Well, that pretty much settles it. Everyone please go back to whatever you were doing.
Today, Google (GOOG) released its free Google Maps for iPhone app in Apple’s (AAPL) App Store. Besides reestablishing galactic tranquility, the new app brings iPhone users all the features they were missing by using Apple’s new home-grown Maps app. Apple’s Maps were pretty and slick, but the service was crippled from the get-go. Sure, turn-by-turn directions were great to have, but losing such things as transit information was a pretty severe price to pay for it.
Google Maps also adds a delightful new feature that Apple’s map app was lacking: accuracy. Reports from Apple Maps users of wrong directions and incorrect information have been legion. I, for one, used Apple’s Maps app to find a bookstore to buy a present for a seven-year-old girl’s birthday party. Apple’s Maps sent me to a Barnes & Noble (BKS), but it was a Barnes & Noble-operated college bookstore at St. Francis College (I’m sure the birthday girl is smart, but the gifts there weren’t terribly festive). When I looked it up on Google’s app after the fact, the special status of the bookstore was indicated.
Google’s new, native app (in this weird interregnum, iPhone users could continue to use a Web version of Google Maps, but the new app is faster, smoother, and more feature-laden) includes old friends such as Street View, so you can see what a destination looks like, as well as public transit information: Bus lines, subways, and commuter rail are all part of the navigation mix. Try to look that information up in Apple’s Maps, and the app suggests third-party apps to provide this data. That’s like a restaurant serving you an appetizer, then refusing to provide an entrĂ©e but very nicely suggesting some other places you can go to get a main course. Um, thanks, but I’m already here—why can’t I have a full dinner?
Google’s new app also incorporates more data for the locations you may be looking for. Look up a restaurant on Apple’s maps app, and you could pull some data from Yelp (YELP), but the same search on Google Maps yields Zagat ratings, menus, links to OpenTable and other useful information.
Here’s what you don’t get with Google Maps instead of Apple’s Maps: You’ll lose Flyover, Apple’s gee-whiz feature where you can see a satellite-image of an area in a 3D-like perspective. Flyover was impressive to look at, but it’s always been little more than a gimmick. After all, being able to travel virtually over land and between buildings is not nearly as useful as Google’s Street View, where you can actually see where you’re going. Unless you’re Superman, I suppose. OK, fine—if you’re Superman, Flyover is incredibly useful. The rest of us are better off with more terrestrial navigation capabilities.

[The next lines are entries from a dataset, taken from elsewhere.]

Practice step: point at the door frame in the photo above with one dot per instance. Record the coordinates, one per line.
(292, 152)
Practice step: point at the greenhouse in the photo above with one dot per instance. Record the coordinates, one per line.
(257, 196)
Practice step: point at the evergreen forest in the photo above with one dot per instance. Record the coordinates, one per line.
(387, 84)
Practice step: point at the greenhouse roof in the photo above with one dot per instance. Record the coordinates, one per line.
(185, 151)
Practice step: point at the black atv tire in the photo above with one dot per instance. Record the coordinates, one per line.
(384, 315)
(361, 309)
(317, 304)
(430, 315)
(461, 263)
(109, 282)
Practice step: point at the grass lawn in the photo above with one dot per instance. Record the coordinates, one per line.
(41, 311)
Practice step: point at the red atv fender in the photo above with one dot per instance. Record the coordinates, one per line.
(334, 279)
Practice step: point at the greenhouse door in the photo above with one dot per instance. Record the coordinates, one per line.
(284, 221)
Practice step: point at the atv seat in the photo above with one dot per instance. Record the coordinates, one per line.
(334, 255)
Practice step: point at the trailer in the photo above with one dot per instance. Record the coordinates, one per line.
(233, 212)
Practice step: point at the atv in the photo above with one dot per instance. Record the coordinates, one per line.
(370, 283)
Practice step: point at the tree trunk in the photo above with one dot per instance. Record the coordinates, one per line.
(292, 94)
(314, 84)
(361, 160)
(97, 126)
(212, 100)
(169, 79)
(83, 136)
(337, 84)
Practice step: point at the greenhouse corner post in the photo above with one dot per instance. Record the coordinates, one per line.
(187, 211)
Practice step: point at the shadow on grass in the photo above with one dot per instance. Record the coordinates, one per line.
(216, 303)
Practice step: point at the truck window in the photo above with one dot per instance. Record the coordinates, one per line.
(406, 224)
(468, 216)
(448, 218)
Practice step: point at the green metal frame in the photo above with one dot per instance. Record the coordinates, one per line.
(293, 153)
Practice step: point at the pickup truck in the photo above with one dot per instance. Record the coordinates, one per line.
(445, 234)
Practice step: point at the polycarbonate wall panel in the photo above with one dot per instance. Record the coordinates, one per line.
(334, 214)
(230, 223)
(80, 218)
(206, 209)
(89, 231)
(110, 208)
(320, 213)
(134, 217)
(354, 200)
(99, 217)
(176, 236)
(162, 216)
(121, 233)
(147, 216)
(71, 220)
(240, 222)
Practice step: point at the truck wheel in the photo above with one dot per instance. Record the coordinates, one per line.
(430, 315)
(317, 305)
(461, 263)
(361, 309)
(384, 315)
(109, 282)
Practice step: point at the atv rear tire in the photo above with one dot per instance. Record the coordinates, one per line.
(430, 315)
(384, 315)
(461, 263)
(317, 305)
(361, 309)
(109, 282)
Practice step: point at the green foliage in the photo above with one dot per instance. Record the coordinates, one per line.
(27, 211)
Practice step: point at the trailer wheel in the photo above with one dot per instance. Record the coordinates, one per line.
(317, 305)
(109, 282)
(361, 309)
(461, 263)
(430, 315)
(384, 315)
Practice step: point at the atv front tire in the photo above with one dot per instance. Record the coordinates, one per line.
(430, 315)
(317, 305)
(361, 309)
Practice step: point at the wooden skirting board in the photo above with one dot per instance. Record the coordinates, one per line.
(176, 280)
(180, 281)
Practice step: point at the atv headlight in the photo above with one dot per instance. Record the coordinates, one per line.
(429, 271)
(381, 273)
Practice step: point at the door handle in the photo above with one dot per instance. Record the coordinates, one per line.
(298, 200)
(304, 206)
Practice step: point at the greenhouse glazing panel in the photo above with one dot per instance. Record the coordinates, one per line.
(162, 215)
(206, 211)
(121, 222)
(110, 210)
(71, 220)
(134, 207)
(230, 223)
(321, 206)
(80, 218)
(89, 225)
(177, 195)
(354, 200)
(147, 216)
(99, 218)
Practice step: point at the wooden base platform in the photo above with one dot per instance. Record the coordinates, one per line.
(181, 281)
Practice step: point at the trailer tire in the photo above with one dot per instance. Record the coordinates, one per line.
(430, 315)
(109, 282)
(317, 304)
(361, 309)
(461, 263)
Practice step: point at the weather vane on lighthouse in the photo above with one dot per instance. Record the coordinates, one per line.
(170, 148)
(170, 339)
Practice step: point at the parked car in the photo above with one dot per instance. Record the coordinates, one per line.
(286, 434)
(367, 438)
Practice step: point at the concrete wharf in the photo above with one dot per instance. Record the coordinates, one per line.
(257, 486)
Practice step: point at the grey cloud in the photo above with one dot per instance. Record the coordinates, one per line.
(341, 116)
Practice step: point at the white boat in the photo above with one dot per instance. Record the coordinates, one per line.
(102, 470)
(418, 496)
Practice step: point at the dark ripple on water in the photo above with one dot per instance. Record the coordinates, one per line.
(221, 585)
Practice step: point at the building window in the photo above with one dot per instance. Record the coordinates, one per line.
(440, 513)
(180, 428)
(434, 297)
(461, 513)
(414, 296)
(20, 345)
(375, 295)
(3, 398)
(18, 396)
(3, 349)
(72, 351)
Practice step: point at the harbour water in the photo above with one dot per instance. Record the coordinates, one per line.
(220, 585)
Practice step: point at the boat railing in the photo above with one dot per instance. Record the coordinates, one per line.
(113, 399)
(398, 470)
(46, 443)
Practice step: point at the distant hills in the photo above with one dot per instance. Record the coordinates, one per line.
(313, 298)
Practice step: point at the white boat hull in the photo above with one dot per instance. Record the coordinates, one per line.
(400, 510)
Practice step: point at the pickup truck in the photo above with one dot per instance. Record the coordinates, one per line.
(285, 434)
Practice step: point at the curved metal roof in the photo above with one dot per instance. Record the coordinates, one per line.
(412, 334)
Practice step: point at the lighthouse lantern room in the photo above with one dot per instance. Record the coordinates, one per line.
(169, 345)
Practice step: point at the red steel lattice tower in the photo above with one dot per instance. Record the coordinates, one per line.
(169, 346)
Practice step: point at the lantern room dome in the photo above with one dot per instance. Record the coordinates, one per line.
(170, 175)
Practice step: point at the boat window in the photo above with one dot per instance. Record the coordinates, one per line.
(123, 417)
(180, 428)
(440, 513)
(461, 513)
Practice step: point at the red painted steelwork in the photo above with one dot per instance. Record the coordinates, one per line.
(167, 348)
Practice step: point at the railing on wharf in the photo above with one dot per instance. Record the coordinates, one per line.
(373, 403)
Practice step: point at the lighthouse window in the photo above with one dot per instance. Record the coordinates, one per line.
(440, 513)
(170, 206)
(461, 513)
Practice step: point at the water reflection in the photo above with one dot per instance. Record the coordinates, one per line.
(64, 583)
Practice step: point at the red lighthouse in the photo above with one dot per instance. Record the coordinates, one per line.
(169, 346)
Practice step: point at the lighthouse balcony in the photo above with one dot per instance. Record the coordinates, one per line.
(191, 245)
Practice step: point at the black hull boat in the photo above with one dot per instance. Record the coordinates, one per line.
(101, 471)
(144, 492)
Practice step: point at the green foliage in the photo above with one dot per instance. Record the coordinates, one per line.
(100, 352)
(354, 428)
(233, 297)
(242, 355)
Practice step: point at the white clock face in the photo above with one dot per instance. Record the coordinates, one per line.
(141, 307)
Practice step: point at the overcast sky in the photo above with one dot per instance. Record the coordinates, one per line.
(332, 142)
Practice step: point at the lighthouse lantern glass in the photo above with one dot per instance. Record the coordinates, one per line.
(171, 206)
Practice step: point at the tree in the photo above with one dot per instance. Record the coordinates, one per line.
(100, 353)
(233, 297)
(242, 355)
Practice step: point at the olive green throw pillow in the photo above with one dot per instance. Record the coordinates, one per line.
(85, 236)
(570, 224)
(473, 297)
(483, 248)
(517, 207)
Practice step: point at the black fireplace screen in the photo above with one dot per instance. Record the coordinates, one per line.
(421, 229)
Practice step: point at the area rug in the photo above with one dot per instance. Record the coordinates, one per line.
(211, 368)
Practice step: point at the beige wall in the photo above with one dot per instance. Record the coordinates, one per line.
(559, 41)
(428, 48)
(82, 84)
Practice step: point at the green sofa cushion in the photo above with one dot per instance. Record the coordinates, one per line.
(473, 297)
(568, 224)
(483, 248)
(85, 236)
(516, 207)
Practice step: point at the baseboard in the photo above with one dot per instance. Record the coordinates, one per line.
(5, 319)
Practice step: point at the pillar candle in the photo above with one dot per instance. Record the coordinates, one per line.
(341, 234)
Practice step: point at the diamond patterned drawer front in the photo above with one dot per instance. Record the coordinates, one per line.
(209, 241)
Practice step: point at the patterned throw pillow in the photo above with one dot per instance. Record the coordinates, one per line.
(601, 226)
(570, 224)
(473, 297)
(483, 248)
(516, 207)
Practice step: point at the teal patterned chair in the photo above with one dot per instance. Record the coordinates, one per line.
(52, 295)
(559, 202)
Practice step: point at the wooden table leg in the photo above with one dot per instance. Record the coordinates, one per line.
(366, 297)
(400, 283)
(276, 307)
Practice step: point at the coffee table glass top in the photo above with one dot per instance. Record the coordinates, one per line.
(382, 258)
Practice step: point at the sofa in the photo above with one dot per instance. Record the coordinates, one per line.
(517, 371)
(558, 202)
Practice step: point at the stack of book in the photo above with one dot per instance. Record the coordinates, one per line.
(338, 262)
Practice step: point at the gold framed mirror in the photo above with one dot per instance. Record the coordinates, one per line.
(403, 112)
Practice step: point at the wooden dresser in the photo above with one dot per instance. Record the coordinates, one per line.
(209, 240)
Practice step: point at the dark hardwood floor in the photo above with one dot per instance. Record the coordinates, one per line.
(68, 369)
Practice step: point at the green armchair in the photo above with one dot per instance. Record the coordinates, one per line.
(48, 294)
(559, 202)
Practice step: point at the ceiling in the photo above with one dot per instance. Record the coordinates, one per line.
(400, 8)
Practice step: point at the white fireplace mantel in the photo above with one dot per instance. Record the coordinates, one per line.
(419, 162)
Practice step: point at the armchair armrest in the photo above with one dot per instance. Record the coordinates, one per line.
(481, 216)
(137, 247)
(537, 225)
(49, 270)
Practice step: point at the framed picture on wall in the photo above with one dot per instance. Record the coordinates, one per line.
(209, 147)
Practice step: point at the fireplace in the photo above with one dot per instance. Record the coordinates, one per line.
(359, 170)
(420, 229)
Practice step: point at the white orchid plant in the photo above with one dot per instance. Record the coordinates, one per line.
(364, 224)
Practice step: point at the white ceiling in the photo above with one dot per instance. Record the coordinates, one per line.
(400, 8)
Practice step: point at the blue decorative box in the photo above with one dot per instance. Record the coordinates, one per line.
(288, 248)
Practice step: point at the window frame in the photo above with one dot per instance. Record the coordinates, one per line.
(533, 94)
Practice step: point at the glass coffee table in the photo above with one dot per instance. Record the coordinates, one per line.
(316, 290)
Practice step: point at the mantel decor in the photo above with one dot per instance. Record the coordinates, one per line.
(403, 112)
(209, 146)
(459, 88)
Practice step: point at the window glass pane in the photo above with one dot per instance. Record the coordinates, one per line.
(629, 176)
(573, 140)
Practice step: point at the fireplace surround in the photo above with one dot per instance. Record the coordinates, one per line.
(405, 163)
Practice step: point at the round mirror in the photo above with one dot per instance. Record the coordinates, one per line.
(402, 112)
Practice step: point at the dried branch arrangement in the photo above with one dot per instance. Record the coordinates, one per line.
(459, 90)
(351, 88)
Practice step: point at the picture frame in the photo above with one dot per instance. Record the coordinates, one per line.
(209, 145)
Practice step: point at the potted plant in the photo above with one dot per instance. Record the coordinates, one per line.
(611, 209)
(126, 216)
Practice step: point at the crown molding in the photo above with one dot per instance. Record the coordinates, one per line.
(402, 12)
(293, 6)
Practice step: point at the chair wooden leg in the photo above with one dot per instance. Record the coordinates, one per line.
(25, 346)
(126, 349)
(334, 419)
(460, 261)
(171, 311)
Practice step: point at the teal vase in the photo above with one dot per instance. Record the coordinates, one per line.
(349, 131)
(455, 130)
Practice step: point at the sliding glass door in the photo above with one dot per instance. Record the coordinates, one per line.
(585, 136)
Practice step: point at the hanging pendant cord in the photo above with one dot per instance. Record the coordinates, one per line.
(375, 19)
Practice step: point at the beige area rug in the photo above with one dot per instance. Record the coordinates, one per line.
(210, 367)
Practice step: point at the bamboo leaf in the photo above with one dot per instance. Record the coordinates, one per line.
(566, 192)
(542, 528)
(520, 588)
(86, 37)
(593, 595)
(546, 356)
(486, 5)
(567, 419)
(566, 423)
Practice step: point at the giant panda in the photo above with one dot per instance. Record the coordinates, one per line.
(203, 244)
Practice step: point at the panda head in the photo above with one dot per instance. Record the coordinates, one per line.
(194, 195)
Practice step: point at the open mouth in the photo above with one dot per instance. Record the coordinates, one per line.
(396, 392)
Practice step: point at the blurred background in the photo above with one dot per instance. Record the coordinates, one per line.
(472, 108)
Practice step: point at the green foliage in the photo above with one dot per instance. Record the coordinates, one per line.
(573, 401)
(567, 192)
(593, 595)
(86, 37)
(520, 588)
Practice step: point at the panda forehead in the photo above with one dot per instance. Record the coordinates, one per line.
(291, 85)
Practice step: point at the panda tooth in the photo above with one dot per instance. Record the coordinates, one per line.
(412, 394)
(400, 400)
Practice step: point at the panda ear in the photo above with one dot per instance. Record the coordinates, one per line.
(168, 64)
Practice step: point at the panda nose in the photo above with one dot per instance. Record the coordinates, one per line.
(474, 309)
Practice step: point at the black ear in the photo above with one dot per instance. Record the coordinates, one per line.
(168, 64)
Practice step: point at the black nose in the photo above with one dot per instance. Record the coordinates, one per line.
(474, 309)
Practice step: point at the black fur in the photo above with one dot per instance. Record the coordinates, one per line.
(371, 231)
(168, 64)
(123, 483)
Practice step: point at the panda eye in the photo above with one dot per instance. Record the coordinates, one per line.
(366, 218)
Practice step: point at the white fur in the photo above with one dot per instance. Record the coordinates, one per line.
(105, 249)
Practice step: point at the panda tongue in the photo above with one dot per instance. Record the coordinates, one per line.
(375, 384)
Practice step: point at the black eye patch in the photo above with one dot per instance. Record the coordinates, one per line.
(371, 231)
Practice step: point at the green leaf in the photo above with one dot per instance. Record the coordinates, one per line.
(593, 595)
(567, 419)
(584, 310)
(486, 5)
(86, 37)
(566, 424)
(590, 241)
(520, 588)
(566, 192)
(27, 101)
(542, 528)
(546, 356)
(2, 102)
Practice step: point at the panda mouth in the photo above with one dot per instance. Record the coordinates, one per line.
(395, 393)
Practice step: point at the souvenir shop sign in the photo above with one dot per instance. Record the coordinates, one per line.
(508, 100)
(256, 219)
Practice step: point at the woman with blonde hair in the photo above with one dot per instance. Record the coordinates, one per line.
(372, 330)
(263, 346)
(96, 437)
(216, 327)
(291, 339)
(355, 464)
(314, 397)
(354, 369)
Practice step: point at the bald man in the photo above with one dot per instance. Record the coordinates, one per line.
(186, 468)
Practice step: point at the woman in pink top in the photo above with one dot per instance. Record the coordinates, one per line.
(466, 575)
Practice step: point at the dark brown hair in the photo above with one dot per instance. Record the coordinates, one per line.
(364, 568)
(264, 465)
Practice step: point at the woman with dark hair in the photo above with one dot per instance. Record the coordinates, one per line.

You also lose Siri integration, so you can’t activate Google Maps by voice. That’s a bummer, but not a dealbreaker. Google Maps more than compensates for that by linking to your Google account, so any Maps search you’ve performed on your PC will be listed in the history of the Google Maps app. This is particularly helpful if you’re planning a trip: You can find your destinations on your laptop or tablet at home (which is easier than entering all that info on a tiny touch screen), and all your places will be a tap away on your phone when you get in the car.
Last but not nearly least, Google Maps now has turn-by-turn navigation, a feature that had previously been reserved for Android users only. Find a destination, and Google will guide you by voice and image, showing and telling you the next turn you have to make.
And for this, we actually have Apple’s Maps app to thank. Turn-by-turn navigation was the one feature you couldn’t get through Google Maps, part of the ongoing blood feud between the two companies. But once Apple offered the feature in its mapping app, Google was forced to respond. Presumably, Apple engineers and coders are hard at work at their answer to this latest salvo from Mountain View.
As consumers, we should be happy, as all this competition works to our benefit. Think about it that way, and Apple Maps was the best thing that ever happened to Google Maps.